1) My children might suffer
Hands up if you have honestly never ever looked at your mum and thought ‘Its YOUR fault that XXX happened to me’ or ‘Its because of YOU that I haven’t XXXX.’
And do you remember how, as a teenager, nothing your mum ever did was right? If she spoke, what she said was wrong, if she worked, you wanted her at home, if she was at home, you just wished she wasn’t hanging around the whole bloody time.
So the school of thought that I subscribe to is that at some point, no matter what you do, your children will blame you for it. That is a fact of life. But against this backdrop, just as you most likely ‘got over’ the things you blamed your mum for and at some point realised she was just trying to do her best, your children will in turn ‘get over’ their gripes with you.
Perhaps most importantly, experts say that happy mums make for happy children, so it follows that if you have a burning ambition to do something, to create something, to be someone, but you don’t go for it because you’re worried that your children will suffer, then you won’t be happy. And that is ultimately what might cause them to suffer.
2) Noone takes me seriously now I’m a mum
I’m at a parenthood stage now where the ‘me’ before parenthood seems like a different person to the ‘me’ now. I can’t remember how I used to spend my time when I didn’t have the constant demand of two little ones.
So the idea of putting yourself out there with a new business, a new product or a service at the same time as coming to terms with what can feel like a new identity is nerve racking. Add in the worry of what to do if you have to cancel a meeting because your child is sick and how unprofessional you’ll look when you open up your handbag in front of colleagues and a dummy falls out (happens to me all the time) and it’s easy to understand why many people give up before they even start.
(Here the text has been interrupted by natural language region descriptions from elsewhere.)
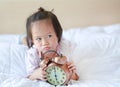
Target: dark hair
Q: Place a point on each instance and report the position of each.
(42, 14)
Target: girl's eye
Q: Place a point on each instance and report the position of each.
(49, 36)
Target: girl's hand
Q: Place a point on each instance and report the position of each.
(39, 74)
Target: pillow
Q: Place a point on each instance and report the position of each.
(9, 38)
(12, 59)
(96, 54)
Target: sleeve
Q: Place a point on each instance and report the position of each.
(32, 60)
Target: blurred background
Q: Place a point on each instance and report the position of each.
(71, 13)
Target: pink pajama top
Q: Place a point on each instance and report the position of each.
(33, 59)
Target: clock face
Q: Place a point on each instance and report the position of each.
(56, 75)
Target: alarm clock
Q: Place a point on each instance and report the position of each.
(57, 69)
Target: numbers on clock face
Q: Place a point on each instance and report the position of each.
(56, 75)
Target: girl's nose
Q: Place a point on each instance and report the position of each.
(44, 42)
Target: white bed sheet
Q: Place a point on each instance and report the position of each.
(96, 55)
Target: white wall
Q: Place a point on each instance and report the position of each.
(71, 13)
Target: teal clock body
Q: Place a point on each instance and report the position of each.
(56, 75)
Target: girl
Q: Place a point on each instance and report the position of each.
(44, 33)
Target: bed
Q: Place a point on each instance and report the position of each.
(97, 58)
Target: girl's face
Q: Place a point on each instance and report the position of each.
(43, 36)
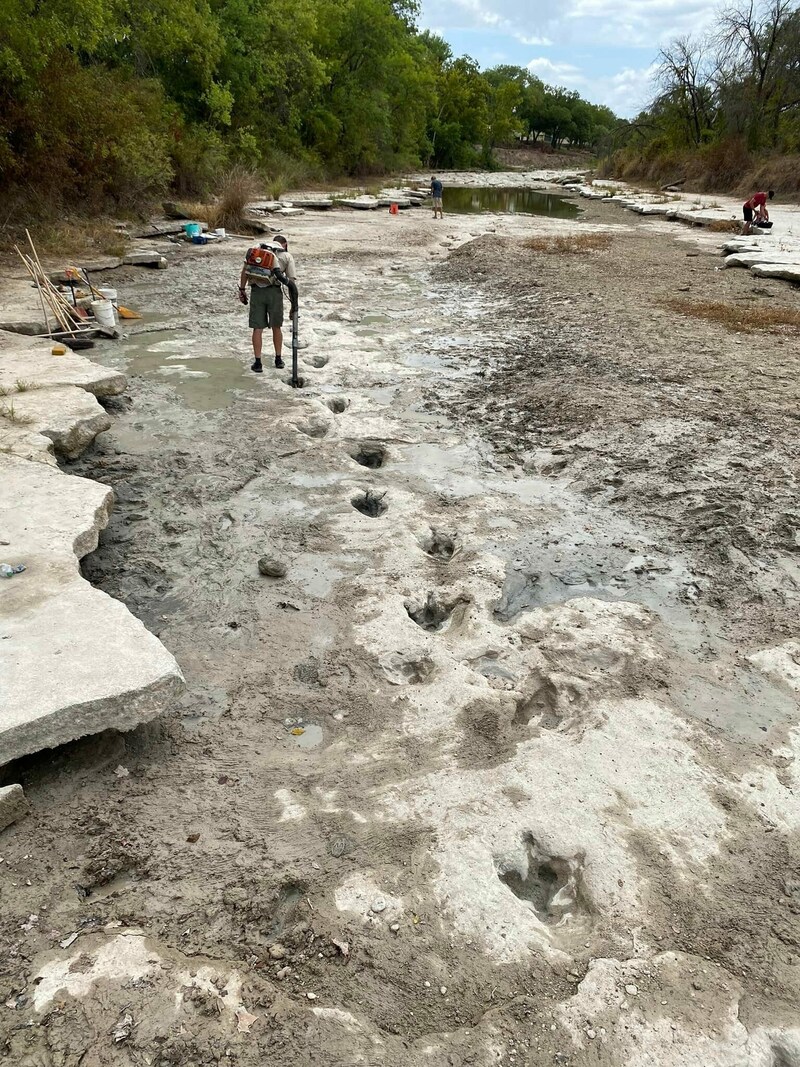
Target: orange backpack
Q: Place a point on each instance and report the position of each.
(260, 264)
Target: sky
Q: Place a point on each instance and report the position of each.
(605, 49)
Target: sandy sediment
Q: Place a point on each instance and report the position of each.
(501, 770)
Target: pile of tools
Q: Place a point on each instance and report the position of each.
(74, 324)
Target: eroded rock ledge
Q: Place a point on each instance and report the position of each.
(75, 661)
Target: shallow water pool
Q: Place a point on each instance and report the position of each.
(508, 202)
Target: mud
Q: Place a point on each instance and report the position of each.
(483, 761)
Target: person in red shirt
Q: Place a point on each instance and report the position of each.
(756, 203)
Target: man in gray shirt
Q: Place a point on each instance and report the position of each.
(267, 302)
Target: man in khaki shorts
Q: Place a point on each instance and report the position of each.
(267, 302)
(436, 191)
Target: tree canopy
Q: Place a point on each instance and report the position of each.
(115, 99)
(726, 96)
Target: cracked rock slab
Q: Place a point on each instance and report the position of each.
(72, 418)
(30, 361)
(76, 662)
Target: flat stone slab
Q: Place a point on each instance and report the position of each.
(361, 204)
(75, 661)
(30, 360)
(13, 805)
(72, 418)
(310, 205)
(145, 257)
(787, 272)
(762, 256)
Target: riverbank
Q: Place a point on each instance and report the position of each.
(502, 769)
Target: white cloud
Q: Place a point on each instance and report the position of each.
(626, 92)
(634, 24)
(534, 42)
(557, 74)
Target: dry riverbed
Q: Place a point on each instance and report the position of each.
(504, 769)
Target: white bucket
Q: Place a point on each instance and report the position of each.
(104, 313)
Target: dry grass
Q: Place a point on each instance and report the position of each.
(69, 238)
(237, 188)
(572, 244)
(741, 318)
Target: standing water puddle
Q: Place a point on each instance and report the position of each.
(508, 202)
(205, 382)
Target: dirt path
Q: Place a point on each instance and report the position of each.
(542, 806)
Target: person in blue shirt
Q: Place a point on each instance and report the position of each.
(436, 193)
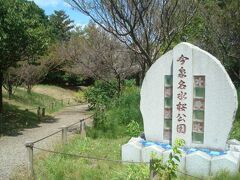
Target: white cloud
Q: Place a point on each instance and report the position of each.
(45, 3)
(82, 25)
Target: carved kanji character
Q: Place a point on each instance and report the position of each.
(182, 72)
(181, 117)
(199, 81)
(182, 95)
(182, 85)
(182, 59)
(181, 107)
(181, 128)
(168, 113)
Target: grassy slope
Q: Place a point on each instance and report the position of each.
(62, 167)
(59, 167)
(15, 116)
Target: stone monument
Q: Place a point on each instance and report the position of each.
(187, 94)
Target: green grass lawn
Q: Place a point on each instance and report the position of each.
(59, 167)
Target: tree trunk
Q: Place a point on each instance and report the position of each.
(1, 97)
(119, 84)
(1, 103)
(10, 87)
(143, 71)
(29, 88)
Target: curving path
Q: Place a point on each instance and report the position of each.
(13, 151)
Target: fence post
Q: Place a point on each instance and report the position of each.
(52, 105)
(153, 175)
(64, 134)
(29, 146)
(38, 112)
(80, 128)
(43, 112)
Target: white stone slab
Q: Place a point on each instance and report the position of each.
(198, 164)
(233, 142)
(132, 152)
(152, 97)
(182, 107)
(135, 139)
(148, 151)
(225, 162)
(220, 97)
(234, 148)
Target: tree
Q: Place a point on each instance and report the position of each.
(23, 34)
(61, 25)
(148, 28)
(96, 54)
(30, 74)
(216, 28)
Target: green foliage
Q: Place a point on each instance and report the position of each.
(61, 25)
(24, 32)
(133, 129)
(169, 169)
(28, 101)
(64, 167)
(134, 172)
(14, 120)
(114, 114)
(80, 97)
But this is more about your beliefs, than about anyone else’s. Because the circle of life dictates that once you get past a certain age, most people will be parents. There’s actually nothing new or that interesting about the fact you’re a mum. And in fact, being a fellow parent, even in business, can be a great platform to bond on, or open up conversation about.
Obviously if you’re at a professional meeting, keep things brief, and don’t witter on about your children for long, but everyone likes to see a ‘human’ side to people they meet professionally and so there’s no need to pretend you haven’t got children. You are a mum, but you’ve also got a business proposition to talk about. You can be taken seriously at both.
3) My kids have fried my brain
A couple of years ago, a study found that baby brain is actually real – and apparently an evolutionary development aimed at forcing mums to focus on the needs to their baby.
But that said, other research says we only ever use 10 per cent of our brains’ capacity. Even taking baby brain into consideration, that means you still actually have more, not less, brain power at your disposal. So use it.
4) I’m too tired
We all know the relentless, indescribable type of tiredness that comes with being a parent and tediously, doesn’t seem to ease with sleep. It’s caused by relentless broken nights and early mornings, plus the endless juggling of the minutiae of small people’s lives (when are the jabs due, must remember to take school book back tomorrow, must synch Leapfrog Learn to Read pen with laptop, handwriting practise – aaarrrgggghh). Sometimes I think it would be less tiring to run a marathon.
But equally, people without kids are tired too. Tiredness has become a bit of a national pleasure, a competition of who is a ‘bit more tired’ than who. And the bottom line is, no one ever died of tiredness. It can’t kill you.
Using tiredness as an excuse is just, well, boring. You do feel tired. You will feel tired. So do I! So does everyone else. Change your diet, do a bit more exercise if you want. Otherwise, accept it.
You’re alive, that’s what matters. Imagine how you’ll feel on your deathbed when you witter ‘I could have done more with my business but I was too tired.’ In the shadow of eternal sleep, that might seem not such a stumbling block after all.